Sara Jane Smith, a 2010 UC Santa Cruz graduate with a double major in Feminist Studies and Community Studies, takes to heart those lessons in community engagement. Smith, who recently began working as the Coordinator of Evaluation and Research for the Nevada Partnership for Training at the University of Nevada, Reno, has been a member of Doctors for Global Health (DHG) for five years.
DGH is a private, not-for-profit organization promoting health, education, art and other human rights throughout the world. It is made up of hundreds of health professionals, students, educators, artists, attorneys, engineers, retirees and others. They build long-term relationships between people and communities around the world to find effective solutions to social justice issues.
While she has spent time in DGH communities in Oaxaca, Mexico and Santa Marta, El Salvador, and served on the group’s board of directors for three years, she now works behind the scenes to support the organization.
“Many of us provide support in the form of solidarity, seeking out volunteers with the required skill sets they need, seeking out and securing funding and supplies, and helping facilitate valuable connections,” said Smith.
She finds many parallels between the values, ethics and philosophies of the Community Studies Program and DGH. “Both are deeply grounded in principles of social justice and make the connection between structural inequities and poor health outcomes,” said Smith. “Both emphasize the importance of the social and historical context in working with communities towards social transformation. Both are also deeply dedicated to the value of hands-on applied field work and working in accompaniment with communities, realizing that a lot of the learning we do happens outside of the classroom.”
When she came to UC Santa Cruz, Smith was planning a career as a nurse midwife, and for her Community Studies field study, she spent six months in Guatemala working with indigenous midwives.
After graduating, she worked at Planned Parenthood NorCal in the East Bay for four years, providing comprehensive reproductive care to a primarily uninsured and undocumented population. “My time working in a community clinic inspired my interest in population health,” said Smith.
While at Planned Parenthood she was introduced by her now husband to Doctors for Global Health.
She went on to graduate school at UCLA, earning master’s degrees in Latin American Studies and Public Health in Community Health Sciences.

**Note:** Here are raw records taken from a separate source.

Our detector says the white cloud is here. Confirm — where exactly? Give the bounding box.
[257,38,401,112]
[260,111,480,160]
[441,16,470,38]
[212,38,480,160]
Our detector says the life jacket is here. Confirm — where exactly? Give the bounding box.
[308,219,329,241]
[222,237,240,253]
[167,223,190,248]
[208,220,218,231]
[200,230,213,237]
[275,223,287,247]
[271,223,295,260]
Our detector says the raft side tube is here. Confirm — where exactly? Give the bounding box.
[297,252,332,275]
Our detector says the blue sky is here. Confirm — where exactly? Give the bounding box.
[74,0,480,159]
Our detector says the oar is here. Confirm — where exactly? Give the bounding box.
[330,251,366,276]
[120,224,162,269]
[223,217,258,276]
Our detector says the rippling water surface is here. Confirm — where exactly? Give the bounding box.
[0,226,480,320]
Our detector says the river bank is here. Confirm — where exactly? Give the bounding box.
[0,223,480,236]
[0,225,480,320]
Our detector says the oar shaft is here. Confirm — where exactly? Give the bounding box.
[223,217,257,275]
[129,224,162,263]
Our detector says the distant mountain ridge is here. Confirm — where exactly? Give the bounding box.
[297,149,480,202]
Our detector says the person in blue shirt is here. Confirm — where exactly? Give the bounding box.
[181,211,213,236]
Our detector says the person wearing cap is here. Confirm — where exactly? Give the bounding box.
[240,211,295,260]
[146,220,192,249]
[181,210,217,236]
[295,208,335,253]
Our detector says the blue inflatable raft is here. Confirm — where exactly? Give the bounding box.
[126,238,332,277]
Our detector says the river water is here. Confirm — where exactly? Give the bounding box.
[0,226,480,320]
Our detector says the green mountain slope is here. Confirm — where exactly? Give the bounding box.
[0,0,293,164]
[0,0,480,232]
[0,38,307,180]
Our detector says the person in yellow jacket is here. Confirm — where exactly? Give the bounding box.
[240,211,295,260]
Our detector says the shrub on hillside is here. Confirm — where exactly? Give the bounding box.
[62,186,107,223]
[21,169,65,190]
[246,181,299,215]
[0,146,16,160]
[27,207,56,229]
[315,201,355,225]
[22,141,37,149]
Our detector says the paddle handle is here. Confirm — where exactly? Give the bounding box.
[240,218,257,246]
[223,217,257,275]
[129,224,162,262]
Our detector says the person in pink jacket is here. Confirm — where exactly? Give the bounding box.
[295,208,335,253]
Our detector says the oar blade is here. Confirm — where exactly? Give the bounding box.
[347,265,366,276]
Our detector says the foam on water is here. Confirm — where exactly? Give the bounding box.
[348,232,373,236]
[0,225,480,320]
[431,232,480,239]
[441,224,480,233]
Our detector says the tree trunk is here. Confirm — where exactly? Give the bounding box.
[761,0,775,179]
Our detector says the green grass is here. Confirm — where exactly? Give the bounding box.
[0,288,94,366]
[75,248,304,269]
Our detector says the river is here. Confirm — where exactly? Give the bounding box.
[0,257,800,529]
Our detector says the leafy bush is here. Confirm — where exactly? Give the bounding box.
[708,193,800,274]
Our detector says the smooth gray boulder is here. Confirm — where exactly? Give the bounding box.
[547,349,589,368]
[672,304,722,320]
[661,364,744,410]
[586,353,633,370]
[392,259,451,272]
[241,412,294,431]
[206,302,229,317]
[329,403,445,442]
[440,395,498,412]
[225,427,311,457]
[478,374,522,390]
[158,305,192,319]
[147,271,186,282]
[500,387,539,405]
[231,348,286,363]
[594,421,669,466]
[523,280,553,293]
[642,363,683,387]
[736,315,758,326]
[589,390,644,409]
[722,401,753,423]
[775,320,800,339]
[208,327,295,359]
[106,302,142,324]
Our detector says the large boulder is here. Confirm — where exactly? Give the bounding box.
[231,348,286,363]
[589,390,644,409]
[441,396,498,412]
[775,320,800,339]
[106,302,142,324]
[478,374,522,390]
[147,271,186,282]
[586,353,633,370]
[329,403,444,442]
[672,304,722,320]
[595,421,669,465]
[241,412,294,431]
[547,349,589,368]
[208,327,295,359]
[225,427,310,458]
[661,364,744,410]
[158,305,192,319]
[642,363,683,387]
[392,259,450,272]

In graduate school, she also participated in student organizing to address anti-black racism as a public health crisis, which manifested into a student-led course; worked on a project that looked at occupational health disparities of garment workers in South Los Angeles; and became interested in the public health impacts of deportation and detention.
“All of these efforts, in many ways, were informed by my foundation in Community Studies,” said Smith.
Both Smith and Martinez of Floating Doctors are examples of the power of the Community Studies program to contribute to global health, leading Mary Beth Pudup, the Community Studies program director, to offer sage advice to young people. “If you care about justice, and whether you turn out to be doctor or an accountant, there is a place for you in the world.”